Fighting Quantum with Quantum

Quantum mechanics led to the problem in the first place – and may also point the way to a solution. A method called quantum key distribution, for example, would use quantum mechanics to let two people generate a secret key, but over public networks. This would rely on a quantum property called entanglement, in which two particles are entangled so that if you measure one of them, you also learn the measurement of the other.

Quantum Key

Using quantum key distribution, Alice and Bob first establish a private key using a secure quantum channel, and then use the key to encrypt their communication over a public channel. If Eve tries to eavesdrop onthe quantum channel, the laws of quantum physics guarantee that Bob and Alice will be able to tell.

In simplified terms, it would work like this: You exchange entangled particles with the person you want to communicate with, and measure the particles you receive until you’ve both taken enough measurements to create a strong key. If a third party tries to eavesdrop during this process, you’ll detect a disturbance in your measurements. You’ll keep trying until you have generated a key that you know is safe, i.e., until you’re sure no one else has a copy.

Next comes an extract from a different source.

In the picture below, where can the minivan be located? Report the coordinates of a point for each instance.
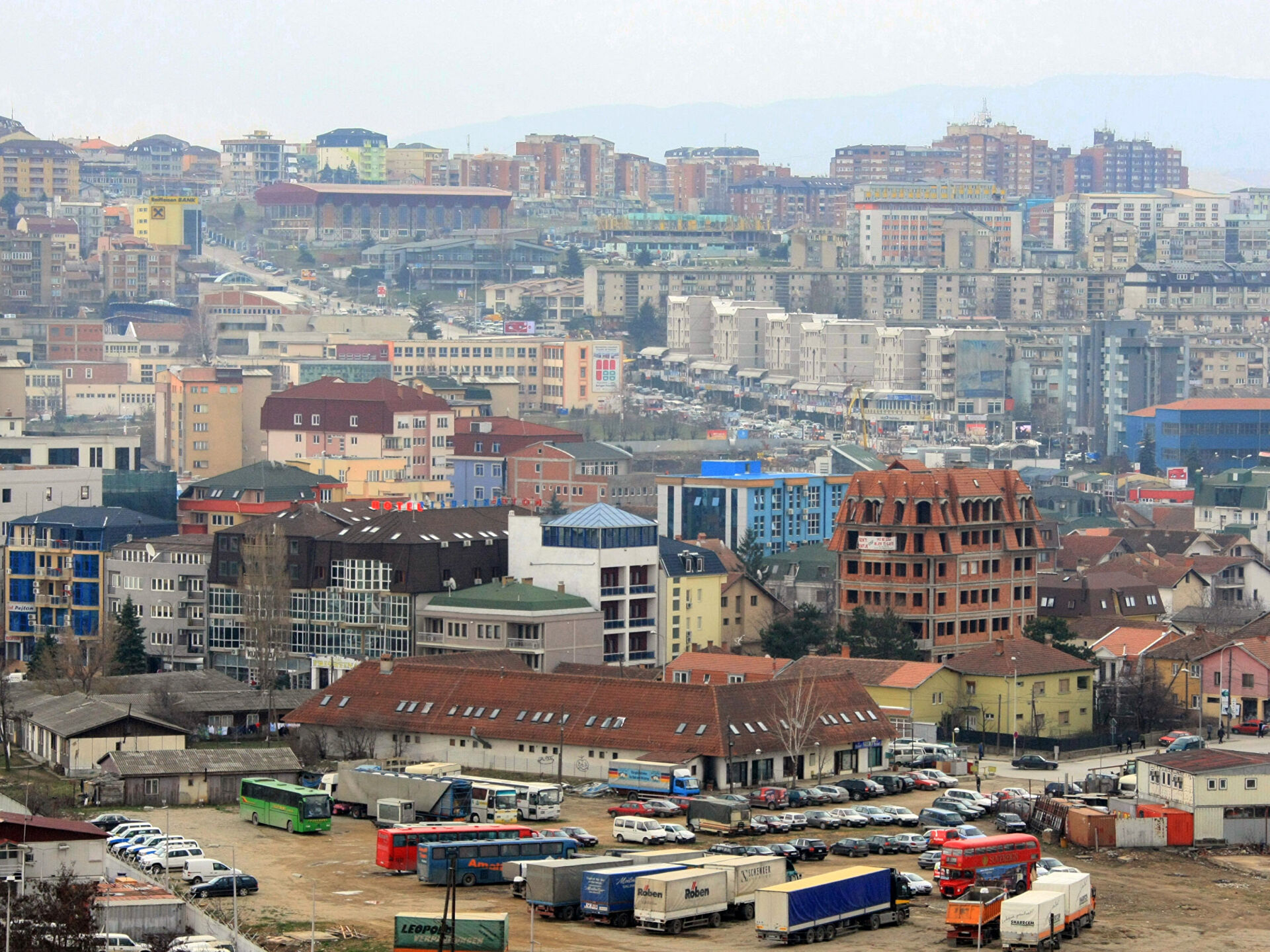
(636, 829)
(934, 816)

CIFAR fellows have made important contributions in this area. Senior Fellow Gilles Brassard and Advisor Charles Bennett developed the very first quantum key distribution protocol in 1984. More recently, CIFAR Fellow Thomas Jennewein has experimented with sending entangled pairs long distances through the air and over fibre optic cables. He hopes to soon generate them from a satellite in Earth’s orbit. And a team led by Senior Fellow Wolfgang Tittel of the University of Calgary succeeded in “teleporting” the quantum state of a photon six kilometers over Calgary’s municipal fibre optic network, an accomplishment that could lead to eavesdropproof communications networks.
Quantum Lattice

The shortest vector problem is an example of a problem that is easy to do one way, but not the other. In the problem you’re given lines, or vectors (v1 and v2), from one point to two other points in a lattice. The problem is to figure out the shortest non-zero vector in the lattice – that is, the line that connects the starting point to its nearest neighbour – expressed in terms of the two vectors you’ve been given. Although it looks simple in the illustration, like factoring large numbers, it quickly becomes computationally difficult.

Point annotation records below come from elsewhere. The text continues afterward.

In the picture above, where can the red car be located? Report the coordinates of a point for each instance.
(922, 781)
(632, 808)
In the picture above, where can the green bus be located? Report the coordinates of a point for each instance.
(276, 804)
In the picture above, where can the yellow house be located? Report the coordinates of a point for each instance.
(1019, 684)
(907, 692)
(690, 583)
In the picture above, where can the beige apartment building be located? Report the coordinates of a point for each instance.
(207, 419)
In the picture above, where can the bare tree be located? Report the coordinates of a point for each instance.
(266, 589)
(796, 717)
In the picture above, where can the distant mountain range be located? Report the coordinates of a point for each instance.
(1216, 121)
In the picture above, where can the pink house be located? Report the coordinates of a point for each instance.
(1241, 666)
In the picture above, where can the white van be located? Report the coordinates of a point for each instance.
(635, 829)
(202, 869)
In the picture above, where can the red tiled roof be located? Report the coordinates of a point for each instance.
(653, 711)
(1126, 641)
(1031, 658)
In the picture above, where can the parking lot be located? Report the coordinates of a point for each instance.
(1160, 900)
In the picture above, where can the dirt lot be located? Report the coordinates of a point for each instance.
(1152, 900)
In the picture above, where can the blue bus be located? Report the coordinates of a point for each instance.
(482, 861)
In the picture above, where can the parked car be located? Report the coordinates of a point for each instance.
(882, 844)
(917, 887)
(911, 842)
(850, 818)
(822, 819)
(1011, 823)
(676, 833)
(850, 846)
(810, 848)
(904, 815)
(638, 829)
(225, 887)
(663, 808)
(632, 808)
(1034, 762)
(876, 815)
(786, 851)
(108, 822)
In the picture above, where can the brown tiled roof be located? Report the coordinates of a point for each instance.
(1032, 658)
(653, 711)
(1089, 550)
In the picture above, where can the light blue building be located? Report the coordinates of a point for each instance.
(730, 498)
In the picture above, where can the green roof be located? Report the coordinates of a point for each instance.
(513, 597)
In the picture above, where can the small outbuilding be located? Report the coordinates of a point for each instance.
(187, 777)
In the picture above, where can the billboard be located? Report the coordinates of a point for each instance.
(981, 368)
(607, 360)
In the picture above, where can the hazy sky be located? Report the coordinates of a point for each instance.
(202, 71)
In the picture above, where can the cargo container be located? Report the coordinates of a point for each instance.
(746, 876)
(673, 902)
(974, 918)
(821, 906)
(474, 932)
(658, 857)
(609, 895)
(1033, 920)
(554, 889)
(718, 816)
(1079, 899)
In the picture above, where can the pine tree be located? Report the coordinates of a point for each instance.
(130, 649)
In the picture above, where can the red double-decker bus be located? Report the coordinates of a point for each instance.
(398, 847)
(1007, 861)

Although our encryption systems are quickly becoming vulnerable, Mosca says we are being presented with an opportunity – as long as we understand the danger. For years he has been speaking to business and government leaders, alerting them to the threat. One sign that the message might be getting through: Last year in the U.S., the National Security Agency (NSA) announced a plan to overhaul its encryption systems to defend against high-level cyber attack. This public announcement by the usually secretive NSA shows that they’ve recognized a serious threat, says Mosca. “They made it clear they’re going to require quantum-resistant algorithms in the near future. That was a huge wake-up call for many people.

Of course, we’ve been saying this for years. And I think it has stimulated organizations, particularly within the U.S., to come up with a plan.” Cyber security isn’t cheap, of course. Defending against the attacks that a quantum computer could enable will require significant investment. But as Mosca points out, not acting can have its own costs, and they can be enormous. A cyber attack could be truly devastating, he says. “It has the potential to undermine everything, from your democratic institutions to bleeding billions of dollars out of your country’s economy.”

When Mosca meets with government and business leaders, he explains that spending money now to prevent attacks in the future is a large but necessary investment. He just hopes that the message gets through soon.